Es war der nächste Dammbruch im Kampf gegen ein (Un-)Rechtssystem, das Frauen ohne Zustimmung des Mannes weder arbeiten noch umziehen ließ. Auch Erika drohen daher fünf Jahre Haft für den illegalen Eingriff, bei dem sie fast das Leben verliert und 60 Filmminuten später auf dem Titel des »Stern« landet. Denn nach dem Drehbuch dreier Autorinnen hat sich Isabel Kleefeld eines Tricks bedient, um Erikas Aufbruch zu inszenieren: Sie soll eine der 28 Frauen auf Seite eins sein, die vom Banner mit der Schlagzeile »Wir haben abgetrieben!« verdeckt wurden.

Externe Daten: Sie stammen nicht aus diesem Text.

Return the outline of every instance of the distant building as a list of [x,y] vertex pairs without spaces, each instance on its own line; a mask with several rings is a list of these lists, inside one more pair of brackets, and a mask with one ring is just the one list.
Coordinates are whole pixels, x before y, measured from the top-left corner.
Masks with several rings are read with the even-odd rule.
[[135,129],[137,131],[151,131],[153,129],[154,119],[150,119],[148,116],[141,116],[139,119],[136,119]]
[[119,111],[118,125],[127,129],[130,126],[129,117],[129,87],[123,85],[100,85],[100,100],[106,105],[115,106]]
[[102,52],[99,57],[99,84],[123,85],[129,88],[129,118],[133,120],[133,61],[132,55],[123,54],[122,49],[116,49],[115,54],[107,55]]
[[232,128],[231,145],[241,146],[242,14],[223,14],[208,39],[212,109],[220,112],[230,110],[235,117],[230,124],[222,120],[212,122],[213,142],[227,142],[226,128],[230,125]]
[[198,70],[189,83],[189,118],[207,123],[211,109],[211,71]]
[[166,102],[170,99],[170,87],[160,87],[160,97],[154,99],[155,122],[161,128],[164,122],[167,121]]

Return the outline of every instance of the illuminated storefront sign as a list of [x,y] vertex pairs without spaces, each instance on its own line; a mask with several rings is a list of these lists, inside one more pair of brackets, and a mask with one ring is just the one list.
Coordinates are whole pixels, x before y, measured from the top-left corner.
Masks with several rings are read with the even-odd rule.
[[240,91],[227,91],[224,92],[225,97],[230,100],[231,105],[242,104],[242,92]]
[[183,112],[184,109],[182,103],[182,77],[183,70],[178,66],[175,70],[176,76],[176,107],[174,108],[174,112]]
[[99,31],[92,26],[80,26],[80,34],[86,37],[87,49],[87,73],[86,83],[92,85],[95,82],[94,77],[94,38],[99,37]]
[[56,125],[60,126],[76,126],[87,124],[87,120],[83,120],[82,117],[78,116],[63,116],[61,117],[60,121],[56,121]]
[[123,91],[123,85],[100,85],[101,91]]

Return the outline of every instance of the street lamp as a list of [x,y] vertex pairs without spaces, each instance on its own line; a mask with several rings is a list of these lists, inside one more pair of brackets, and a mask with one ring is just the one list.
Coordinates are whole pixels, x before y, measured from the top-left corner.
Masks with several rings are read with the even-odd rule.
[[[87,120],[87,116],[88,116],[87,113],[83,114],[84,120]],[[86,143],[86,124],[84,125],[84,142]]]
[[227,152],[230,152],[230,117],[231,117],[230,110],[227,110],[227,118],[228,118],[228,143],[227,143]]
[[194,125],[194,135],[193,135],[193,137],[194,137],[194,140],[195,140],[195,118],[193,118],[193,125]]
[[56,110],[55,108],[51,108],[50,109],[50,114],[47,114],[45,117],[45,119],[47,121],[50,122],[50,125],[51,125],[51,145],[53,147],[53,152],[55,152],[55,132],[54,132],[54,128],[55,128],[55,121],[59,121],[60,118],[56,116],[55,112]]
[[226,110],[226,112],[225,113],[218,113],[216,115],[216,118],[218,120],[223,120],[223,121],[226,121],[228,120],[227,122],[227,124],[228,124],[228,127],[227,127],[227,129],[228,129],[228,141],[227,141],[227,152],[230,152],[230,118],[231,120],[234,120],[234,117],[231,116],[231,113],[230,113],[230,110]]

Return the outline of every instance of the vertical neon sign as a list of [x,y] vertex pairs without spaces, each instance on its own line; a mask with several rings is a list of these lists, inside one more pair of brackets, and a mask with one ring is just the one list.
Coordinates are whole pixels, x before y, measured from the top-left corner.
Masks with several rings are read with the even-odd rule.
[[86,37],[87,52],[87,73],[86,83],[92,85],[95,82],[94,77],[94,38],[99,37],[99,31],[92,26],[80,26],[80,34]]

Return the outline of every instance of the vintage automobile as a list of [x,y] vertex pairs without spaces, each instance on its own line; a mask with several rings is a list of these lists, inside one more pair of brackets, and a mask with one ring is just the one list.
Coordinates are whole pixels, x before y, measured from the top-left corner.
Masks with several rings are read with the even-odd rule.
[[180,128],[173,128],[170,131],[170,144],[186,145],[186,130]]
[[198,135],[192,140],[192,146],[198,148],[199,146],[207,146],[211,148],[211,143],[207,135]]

Das indes ist nur der Aufhänger für eine Erzählung, die selten ist am Bildschirm. Wird dort der Geschlechterkampf früherer Epochen nachspielt, sind die Protagonistinnen ihrer Zeit um Lichtjahre voraus wie all die Wanderhuren des Wohlfühlfernsehens oder verlieren sich in karnevalesker Komik wie das Kostümfest »Zarah«, deren Beine dem ZDF ersichtlich wichtiger waren als ihr Ringen um Respekt einer Redaktion, die dem »Stern« nicht zufällig ähnlich sah. Doch während Claudia Eisinger das feministische It-Girl der sexuellen Revolution überfrachtet, verleiht Anna Schudt ihrem Landei Erika einen so verdrucksten Trotz, dass die Enge ringsum körperlich spürbar wird.
Vor allem für sie selbst. Denn irgendwann bleibt ihr nur noch die Flucht zur Schwester nach Köln, die dort den Gegenentwurf zu Erikas dörflichem Spießeridyll führt. Das vorwiegend weibliche Filmteam stattet Charlottes Welt zwar etwas aufdringlich mit sexueller Freizügigkeit, WG ohne WC-Tür, polyesterbuntem Dresscode aus; und die Demos gegen Paragraf 218 entstammen dann doch wieder der Klamottenkiste oberflächenverliebten Historytainments. Trotzdem zeigt der Kontrast,wie effektiv die Konventionen von damals ihre Objekte im Griff hatten. Und zwar auch jene, die vermeintlich davon profitierten.
Das größte Verdienst dieses TVDramas ist, wie dezent Christian Erdmann den verlassenen Metzger Kurt spielt. Um das Leid weiblicher Figuren im männlichen Dominanzgriff zu schildern, neigt Fiktion dazu, ihre Antagonisten als Tyrannen zu zeichnen. Kurt hingegen ist ein Häftling antiquierter Traditionen und verdeutlicht dies mit einem hilflosen Furor, der Empathie zwar zulässt, aber nie die Opfer-Frage umkehrt. Der »Aufbruch in die Freiheit« ist deshalb auch sein eigener. Er weiß es nur noch nicht. Angesichts der Tatsache, dass die reaktionäre Populisten die Uhr zurückdrehen wollen, ist dieser Film nicht nur sehenswert, sondern wichtig.
Erika drohen fünf Jahre Haft für den illegalen Eingriff, bei dem sie fast das Leben verliert.